Il n’existe aucune contre-indication aux TNS, en dehors des non-fumeurs et de l’hypersensibilité à l’un des composants.

 

Il est démontré que les TNS augmentent de 50 à 70 % les chances d’arrêter de fumer.

 

La HAS recommande d’associer plusieurs patchs pour atteindre la dose journalière nécessaire. Pour être efficace, le TNS doit délivrer au fumeur la même dose de nicotine que celle qu’il s’auto-administre chaque jour en fumant.

 

Lorsque les TNS sont délivrés selon l’AMM, cela peut entraîner un sous-dosage de nicotine, et donc une situation d’échec thérapeutique voire une perception d’absence d’efficacité de ce traitement.

Prescription

 

L’accessibilité aux traitements nicotiniques de substitution a été renforcé grâce :

  • Au droit de prescription élargi à de nombreux professionnels de santé : médecins, sages-femmes, médecins du travail, infirmiers, chirurgiens-dentistes et masseurs-kinésithérapeutes ;
  • Au remboursement par l’Assurance maladie.

 

Les sages-femmes ont également le droit d’en prescrire à l’entourage de la femme enceinte ou accouchée.

Ainsi, entre 2016 et 2021, le nombre de bénéficiaires uniques de TNS est passé d’environ 200 000 à 1 million.

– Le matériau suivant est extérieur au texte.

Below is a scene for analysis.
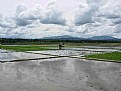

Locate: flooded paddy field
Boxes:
[0,48,121,91]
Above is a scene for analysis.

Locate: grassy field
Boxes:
[86,52,121,62]
[1,45,56,51]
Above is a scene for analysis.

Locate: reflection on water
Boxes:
[0,58,121,91]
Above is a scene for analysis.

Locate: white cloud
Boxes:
[0,0,121,38]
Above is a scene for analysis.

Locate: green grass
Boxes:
[86,52,121,62]
[0,45,55,51]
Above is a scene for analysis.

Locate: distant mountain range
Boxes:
[89,36,120,40]
[42,35,121,41]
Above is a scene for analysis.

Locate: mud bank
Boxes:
[0,58,121,91]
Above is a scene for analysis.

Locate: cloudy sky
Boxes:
[0,0,121,38]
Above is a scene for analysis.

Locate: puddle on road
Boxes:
[0,50,53,62]
[0,58,121,91]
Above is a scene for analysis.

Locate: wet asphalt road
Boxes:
[0,58,121,91]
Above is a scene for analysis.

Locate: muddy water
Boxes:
[0,50,53,61]
[0,58,121,91]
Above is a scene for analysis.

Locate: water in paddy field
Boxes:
[0,48,121,91]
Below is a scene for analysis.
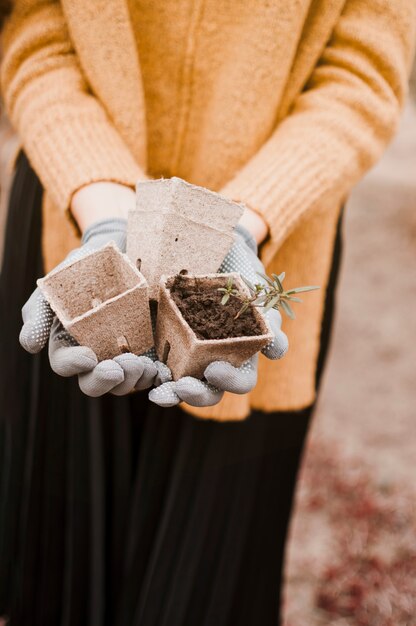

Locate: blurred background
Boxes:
[0,59,416,626]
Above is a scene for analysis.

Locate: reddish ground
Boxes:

On dénombre par ailleurs 100 000 prescripteurs par an.

Facturation

 

Depuis le 1er janvier 2019, les TNS sont pris en charge à 65% par l’Assurance Maladie Obligatoire (code acte PH7), sous certaines conditions :

Il n’est plus nécessaire que l’ordonnance soit exclusivement consacrée aux TNS.

En pratique

 

Il est recommandé d’ajuster la dose de TNS dès la première semaine de sevrage en fonction de la présence de :

  • Signes de sous-dosage : troubles de l’humeur, insomnie, irritabilité, anxiété, difficultés à se concentrer, augmentation de l’appétit, fébrilité, persistance de pulsion(s) à fumer, prise persistante de cigarettes …
  • Signes de surdosage (plus rares) : palpitations, céphalées, bouche « pâteuse » (impression d’avoir trop fumé), diarrhées, nausées, sensations de vertiges…

Pour adapter le dosage, il est préconisé de :

  • combiner des formes orales aux patchs,
  • associer plusieurs patchs pour atteindre la dose journalière nécessaire.

Le dosage maximum est en relation avec les besoins en nicotine du patient.

En pratique tabacologique, il est d’usage de s’appuyer sur l’équivalence « 1 cigarette manufacturée = 1 mg de nicotine au minimum » pour initier le traitement.

Une cigarette « roulée » équivaut à 2 voire 3 cigarettes manufacturées ;

À titre d’exemple, une personne fumant 25 cigarettes roulées par jour aura une première prescription avec 2 patchs à 21 mg/24 h + 7 mg/24h ; à réévaluer dans les 48h.

La prise à la demande d’une forme orale sera conseillée en complément.

 

A noter : 

La prise persistante de cigarettes sous patch(s) nicotinique(s) n’est pas dangereuse. Elle traduit le plus souvent un sous-dosage et doit conduire à réévaluer le dosage utilisé. Les TNS doivent être utilisés à doses personnalisées et sur une durée suffisamment prolongée d’au minimum trois mois.

Le sevrage tabagique peut parfois influer sur la concentration de médicaments (par interactions avec le CYP 1A2), penser à en informer le patient, en particulier pour les médicaments à marges thérapeutiques étroites.

Les TNS pourront être utilisés de façon concomitante à la vape dans l’objectif d’arrêt du tabac. 

L’utilisation des TNS est également indiquée dans le sevrage de la vape.